The Sibling Program at The Root Farm was developed to bring a special needs child together with an able bodied sibling and foster a trusting relationship between them. Both are allowed the opportunity to learn barn and vaulting skills and increase their confidence and aptitude for everyday tasks. We try to create a positive experience for each child, particularly the child we assumed was the more needy.
In the beginning, although siblings were encouraged to work together, their sessions seemed to became more and more disjointed. We began to see that able-bodied siblings often bear an enormous -- and sometimes unwelcome -- responsibility for the handicapped brother or sister.
Out of necessity, a sibling may be given the role of caretaker and may willingly accept the responsibility. However, we began to see the resentment – and yes, even envy -- that the able bodied brothers or sisters sometimes feel toward a family member with a disability.
Too often there is little chance for the able-bodied sibling to claim time alone with mom or dad, to be number one, to feel special.
Seeing how “needy” the siblings were, we began to restructure our Sibling Program. We still give our special needs child and his or her sibling time together in a session, but now we develop an individualized plan for each.
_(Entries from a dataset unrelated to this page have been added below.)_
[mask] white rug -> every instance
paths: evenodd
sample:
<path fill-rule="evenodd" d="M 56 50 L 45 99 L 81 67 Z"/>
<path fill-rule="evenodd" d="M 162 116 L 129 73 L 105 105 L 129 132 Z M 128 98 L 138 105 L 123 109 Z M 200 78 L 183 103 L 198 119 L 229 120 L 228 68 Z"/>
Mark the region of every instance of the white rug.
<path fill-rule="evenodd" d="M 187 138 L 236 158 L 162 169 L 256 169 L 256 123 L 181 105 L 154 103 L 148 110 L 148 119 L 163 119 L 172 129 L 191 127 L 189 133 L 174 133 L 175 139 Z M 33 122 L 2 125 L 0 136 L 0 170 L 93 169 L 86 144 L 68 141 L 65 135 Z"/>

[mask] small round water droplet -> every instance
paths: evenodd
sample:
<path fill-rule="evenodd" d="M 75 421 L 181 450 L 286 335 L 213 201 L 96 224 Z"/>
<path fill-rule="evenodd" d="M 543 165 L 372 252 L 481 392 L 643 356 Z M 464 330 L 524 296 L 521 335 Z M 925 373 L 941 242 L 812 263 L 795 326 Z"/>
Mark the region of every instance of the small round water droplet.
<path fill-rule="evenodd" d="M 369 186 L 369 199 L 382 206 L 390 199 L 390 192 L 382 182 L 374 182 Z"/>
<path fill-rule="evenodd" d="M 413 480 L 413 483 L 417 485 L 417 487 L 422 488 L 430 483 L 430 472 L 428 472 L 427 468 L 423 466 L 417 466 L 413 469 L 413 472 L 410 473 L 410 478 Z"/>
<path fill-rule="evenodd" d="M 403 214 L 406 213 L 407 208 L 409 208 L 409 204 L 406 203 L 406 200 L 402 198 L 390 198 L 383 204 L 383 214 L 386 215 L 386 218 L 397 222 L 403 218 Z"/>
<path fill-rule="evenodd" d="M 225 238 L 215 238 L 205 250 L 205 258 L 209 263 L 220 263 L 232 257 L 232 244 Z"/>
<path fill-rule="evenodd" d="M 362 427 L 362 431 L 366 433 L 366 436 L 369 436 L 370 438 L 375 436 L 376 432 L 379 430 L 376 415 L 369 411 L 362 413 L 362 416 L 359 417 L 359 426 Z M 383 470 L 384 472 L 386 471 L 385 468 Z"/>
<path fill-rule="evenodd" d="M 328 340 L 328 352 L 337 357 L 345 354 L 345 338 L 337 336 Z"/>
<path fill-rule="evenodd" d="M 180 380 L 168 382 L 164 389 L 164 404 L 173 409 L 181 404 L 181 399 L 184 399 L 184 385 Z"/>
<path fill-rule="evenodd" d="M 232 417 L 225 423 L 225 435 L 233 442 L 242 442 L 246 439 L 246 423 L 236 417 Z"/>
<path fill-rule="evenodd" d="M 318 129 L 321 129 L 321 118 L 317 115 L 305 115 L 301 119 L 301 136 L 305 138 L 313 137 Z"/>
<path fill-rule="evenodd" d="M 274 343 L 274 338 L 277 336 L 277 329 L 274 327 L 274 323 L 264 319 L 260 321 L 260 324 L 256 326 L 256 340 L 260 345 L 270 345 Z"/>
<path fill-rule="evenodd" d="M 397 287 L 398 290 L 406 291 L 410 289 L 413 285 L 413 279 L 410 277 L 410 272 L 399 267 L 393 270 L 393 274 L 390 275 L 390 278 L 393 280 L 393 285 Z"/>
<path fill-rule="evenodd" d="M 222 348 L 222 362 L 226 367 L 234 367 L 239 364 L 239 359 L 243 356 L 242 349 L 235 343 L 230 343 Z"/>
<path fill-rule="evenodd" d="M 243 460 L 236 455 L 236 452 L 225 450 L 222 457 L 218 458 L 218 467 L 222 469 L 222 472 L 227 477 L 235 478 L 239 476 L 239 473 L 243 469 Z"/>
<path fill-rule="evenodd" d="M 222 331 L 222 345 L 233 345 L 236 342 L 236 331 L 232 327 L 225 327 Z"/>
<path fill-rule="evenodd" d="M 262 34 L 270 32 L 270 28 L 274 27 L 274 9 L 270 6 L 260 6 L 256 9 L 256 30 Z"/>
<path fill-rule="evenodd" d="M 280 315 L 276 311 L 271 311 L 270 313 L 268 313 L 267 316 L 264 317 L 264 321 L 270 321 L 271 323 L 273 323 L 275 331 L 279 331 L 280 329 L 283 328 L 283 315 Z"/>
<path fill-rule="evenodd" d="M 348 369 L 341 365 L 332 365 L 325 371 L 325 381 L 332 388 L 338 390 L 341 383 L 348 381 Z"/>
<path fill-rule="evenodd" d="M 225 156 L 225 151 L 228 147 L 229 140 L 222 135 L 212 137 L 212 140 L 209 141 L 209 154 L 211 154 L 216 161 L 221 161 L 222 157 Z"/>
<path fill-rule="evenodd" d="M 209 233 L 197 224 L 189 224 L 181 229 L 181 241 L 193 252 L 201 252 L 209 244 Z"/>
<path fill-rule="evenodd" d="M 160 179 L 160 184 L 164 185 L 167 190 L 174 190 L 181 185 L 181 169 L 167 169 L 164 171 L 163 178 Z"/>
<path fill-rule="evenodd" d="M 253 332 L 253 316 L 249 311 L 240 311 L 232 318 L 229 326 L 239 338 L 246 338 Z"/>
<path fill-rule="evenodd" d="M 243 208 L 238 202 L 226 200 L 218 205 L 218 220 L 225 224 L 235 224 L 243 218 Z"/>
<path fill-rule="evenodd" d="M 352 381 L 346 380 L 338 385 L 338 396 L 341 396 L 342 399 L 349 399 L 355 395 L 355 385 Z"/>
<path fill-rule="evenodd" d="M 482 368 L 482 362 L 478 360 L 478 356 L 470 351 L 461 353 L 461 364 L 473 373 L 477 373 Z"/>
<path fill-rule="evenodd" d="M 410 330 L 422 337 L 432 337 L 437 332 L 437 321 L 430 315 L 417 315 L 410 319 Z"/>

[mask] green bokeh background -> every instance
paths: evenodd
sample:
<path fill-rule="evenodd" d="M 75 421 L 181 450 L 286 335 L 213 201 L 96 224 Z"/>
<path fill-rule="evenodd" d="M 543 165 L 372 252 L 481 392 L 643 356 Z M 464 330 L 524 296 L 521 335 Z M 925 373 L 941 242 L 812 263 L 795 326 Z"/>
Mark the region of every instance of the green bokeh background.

The children work together in a sibling session with activities tailored to their individual needs, and they are able to learn by imitation and/or modeling while observing the other’s progress.
Their barn time allows siblings an opportunity to work together, and their mounted activities further the association, strengthening the family structure and encouraging positive interaction. Parents often report that positive interaction at The Root Farm is carried over at home.
Work in the Sibling Program has allowed all of us a deeper understanding of and compassion for the lifestyle and concerns of families with special needs children.